The reason that we tap maple trees in spring is because now is when the sugary sap is rising in the trees. Last summer, maple trees (actually all trees) turned sunlight, soil, water and carbon dioxide into a sugary liquid through the magic of green plant photosynthesis. Trees use that sugar as their food source and store extra sugar in their roots for the winter. Right now, the maples are pumping that sugary sap (about a three percent solution) into their branches to start the process of bud opening and leaf growth. The temperature changes from freezing nights and 40-degree days help the trees to pump the sap up to their branches. You also need relatively clean air for the trees to thrive. In New England, acid rain from Midwest power plants has cut maple growth by 25 percent and sapling survival by 85 percent, worrying sap tappers.

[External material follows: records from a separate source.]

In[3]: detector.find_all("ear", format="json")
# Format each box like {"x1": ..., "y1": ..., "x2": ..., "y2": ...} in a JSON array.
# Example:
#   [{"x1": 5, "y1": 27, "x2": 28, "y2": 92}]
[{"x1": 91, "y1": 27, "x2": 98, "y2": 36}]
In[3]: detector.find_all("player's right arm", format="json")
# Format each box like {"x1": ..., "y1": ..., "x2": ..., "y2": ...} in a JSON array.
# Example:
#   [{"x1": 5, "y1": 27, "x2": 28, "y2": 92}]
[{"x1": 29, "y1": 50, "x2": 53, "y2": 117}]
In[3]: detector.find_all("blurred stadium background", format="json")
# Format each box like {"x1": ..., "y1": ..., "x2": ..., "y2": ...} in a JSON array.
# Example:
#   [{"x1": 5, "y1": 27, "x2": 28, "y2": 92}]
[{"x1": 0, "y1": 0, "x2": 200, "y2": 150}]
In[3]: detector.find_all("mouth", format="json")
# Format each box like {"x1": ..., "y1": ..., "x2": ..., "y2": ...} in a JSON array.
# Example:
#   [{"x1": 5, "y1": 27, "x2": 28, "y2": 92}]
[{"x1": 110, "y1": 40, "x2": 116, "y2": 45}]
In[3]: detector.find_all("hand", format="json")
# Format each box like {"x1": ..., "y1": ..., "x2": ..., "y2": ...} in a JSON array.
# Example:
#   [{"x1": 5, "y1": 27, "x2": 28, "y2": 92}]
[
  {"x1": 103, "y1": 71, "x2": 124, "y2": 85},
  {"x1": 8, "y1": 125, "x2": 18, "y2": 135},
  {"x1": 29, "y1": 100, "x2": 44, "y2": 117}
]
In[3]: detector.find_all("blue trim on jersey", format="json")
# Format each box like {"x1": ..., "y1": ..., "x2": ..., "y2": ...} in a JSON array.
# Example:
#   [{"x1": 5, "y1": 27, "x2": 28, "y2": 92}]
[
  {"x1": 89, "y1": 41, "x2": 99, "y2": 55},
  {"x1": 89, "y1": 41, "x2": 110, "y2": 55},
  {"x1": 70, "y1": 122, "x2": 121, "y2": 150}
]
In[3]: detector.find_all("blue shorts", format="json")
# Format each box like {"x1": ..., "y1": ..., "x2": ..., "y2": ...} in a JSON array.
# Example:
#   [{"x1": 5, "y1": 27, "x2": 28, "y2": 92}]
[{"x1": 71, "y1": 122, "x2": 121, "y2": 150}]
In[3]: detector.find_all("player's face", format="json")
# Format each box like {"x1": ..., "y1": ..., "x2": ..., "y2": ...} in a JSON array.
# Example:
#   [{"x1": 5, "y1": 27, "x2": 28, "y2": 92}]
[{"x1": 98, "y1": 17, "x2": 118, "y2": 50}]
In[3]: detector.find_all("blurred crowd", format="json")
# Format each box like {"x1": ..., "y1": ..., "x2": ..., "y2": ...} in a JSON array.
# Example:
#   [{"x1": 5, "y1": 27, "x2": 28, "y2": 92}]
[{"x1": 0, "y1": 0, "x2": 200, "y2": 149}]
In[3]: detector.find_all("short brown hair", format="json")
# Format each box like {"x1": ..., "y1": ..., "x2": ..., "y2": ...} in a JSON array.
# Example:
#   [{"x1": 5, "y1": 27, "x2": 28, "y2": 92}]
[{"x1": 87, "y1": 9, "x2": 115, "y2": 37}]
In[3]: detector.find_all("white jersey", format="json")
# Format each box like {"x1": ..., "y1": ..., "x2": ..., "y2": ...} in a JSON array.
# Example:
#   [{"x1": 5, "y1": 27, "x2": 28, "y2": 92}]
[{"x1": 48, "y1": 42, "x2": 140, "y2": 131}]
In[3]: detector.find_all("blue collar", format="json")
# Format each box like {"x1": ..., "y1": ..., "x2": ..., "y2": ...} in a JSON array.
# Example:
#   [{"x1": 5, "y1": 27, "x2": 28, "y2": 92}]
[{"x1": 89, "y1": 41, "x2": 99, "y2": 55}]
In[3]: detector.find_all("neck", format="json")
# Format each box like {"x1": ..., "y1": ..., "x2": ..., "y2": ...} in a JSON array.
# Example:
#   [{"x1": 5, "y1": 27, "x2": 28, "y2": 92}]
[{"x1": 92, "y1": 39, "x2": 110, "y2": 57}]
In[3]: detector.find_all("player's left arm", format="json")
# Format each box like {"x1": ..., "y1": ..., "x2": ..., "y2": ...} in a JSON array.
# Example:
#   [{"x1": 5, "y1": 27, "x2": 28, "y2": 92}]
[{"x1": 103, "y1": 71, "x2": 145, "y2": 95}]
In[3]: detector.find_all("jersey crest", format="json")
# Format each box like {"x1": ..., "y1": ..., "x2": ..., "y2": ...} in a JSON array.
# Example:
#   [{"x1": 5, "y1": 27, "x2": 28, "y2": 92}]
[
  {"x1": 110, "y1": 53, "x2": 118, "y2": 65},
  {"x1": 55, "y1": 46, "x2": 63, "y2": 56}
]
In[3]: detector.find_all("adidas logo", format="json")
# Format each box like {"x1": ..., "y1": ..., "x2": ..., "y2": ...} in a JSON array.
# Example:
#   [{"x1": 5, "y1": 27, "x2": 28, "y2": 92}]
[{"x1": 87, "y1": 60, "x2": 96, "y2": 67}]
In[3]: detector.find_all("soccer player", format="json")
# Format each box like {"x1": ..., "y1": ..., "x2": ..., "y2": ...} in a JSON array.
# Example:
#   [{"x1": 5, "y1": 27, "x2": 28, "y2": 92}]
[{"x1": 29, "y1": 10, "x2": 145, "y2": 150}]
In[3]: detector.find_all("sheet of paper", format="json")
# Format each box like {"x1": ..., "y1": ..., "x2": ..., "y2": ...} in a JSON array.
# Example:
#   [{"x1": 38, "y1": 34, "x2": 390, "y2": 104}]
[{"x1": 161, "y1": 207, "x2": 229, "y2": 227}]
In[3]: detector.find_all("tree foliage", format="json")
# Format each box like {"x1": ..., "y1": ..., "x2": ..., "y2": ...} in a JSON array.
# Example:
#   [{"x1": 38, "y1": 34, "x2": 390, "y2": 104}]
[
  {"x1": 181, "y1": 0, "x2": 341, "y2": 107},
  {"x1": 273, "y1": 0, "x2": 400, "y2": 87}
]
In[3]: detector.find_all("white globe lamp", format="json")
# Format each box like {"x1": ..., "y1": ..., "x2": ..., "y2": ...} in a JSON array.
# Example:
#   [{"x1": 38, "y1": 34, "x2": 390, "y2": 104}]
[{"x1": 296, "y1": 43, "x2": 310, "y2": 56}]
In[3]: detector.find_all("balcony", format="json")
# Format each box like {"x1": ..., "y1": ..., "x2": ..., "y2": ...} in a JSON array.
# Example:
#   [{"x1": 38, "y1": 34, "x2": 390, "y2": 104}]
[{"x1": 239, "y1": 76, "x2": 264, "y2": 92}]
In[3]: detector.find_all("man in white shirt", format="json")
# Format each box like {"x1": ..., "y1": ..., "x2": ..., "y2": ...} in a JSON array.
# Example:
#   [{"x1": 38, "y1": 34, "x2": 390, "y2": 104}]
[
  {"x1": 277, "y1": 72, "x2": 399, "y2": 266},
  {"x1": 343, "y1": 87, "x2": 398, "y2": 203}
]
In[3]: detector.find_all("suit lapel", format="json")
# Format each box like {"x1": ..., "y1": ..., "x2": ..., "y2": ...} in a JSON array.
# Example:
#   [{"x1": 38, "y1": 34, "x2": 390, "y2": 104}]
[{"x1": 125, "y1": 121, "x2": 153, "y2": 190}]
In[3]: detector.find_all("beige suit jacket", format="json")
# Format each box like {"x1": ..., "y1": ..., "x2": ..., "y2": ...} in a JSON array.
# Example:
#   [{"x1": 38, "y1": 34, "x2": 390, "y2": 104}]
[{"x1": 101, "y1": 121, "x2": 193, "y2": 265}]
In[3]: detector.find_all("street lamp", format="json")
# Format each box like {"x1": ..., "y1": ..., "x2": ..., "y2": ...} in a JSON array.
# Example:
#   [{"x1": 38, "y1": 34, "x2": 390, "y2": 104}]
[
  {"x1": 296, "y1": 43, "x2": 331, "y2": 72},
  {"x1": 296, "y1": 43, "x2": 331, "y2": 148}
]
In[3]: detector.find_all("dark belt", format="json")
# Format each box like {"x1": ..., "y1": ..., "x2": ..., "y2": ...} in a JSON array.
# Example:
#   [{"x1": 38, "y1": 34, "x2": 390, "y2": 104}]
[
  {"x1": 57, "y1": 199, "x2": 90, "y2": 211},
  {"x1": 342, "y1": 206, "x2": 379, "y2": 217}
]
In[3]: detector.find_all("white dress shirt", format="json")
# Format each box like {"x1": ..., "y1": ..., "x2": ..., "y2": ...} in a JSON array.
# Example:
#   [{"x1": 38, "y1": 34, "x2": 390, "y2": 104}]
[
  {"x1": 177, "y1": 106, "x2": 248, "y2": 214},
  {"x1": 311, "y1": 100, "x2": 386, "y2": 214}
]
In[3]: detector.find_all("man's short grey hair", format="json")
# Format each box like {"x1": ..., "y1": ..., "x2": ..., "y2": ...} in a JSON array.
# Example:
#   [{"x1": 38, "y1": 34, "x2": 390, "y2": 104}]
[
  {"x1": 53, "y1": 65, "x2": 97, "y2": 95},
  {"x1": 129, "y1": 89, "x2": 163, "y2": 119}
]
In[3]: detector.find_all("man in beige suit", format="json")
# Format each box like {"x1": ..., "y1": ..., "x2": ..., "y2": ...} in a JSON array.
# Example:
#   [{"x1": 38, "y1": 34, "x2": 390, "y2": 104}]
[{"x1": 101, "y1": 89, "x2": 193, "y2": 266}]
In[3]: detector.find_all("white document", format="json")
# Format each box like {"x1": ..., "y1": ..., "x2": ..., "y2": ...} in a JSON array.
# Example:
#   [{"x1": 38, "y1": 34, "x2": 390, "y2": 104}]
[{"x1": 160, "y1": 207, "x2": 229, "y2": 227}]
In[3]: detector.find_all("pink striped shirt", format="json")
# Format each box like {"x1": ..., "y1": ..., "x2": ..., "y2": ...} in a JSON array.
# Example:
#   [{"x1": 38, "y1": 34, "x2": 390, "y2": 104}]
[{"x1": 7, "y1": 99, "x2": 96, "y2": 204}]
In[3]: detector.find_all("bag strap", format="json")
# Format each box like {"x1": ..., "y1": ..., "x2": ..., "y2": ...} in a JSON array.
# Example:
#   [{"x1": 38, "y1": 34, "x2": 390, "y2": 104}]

But upwind of such problems, tapping maple trees is a sustainable way to get resources from the trees since old tap holes heal over each year. But collecting the sap is only the first step to making syrup. Once tappers collect the dripping sap, they need to boil it down on the kitchen stove or over an outdoor fire. In the large maple forests of Vermont, sap tappers set up a "sugar shack" where they boil down the sap in huge metal pans. It takes about 40 gallons of sugar maple sap to produce one gallon of maple syrup. The final syrup is about 63 percent sugar, 35 percent water and a few trace acids.
Since it can be a lot of work to collect buckets of sap, expecially when you have to trudge through a foot of snow to do it, big tapping operations have gone "tubing." Tappers run brightly colored rubber tubes to each of the maple trees in their sugar bush. These tubes often drain downhill to the sugar shack or a collecting station on a main trail. Now that might seem like a lot of work to get one gallon of maple syrup, but if you tap paper birch trees in the spring, it takes 60 gallons of sap to produce one gallon of syrup. While much of our region is a bit too cold for sugar maples to prosper, it is just fine for silver maples, especially in towns. While silver maples donÕt have as sugary a sap as sugar maples, they are better than most other trees.
Of course people aren't the only ones who eat the syrup. Red squirrels will chew into the bark on a sugar maple and lap up the sap that dripps out. Insects like the mourning cloak butterfly will also lap up sap from broken branches or sapsucker holes.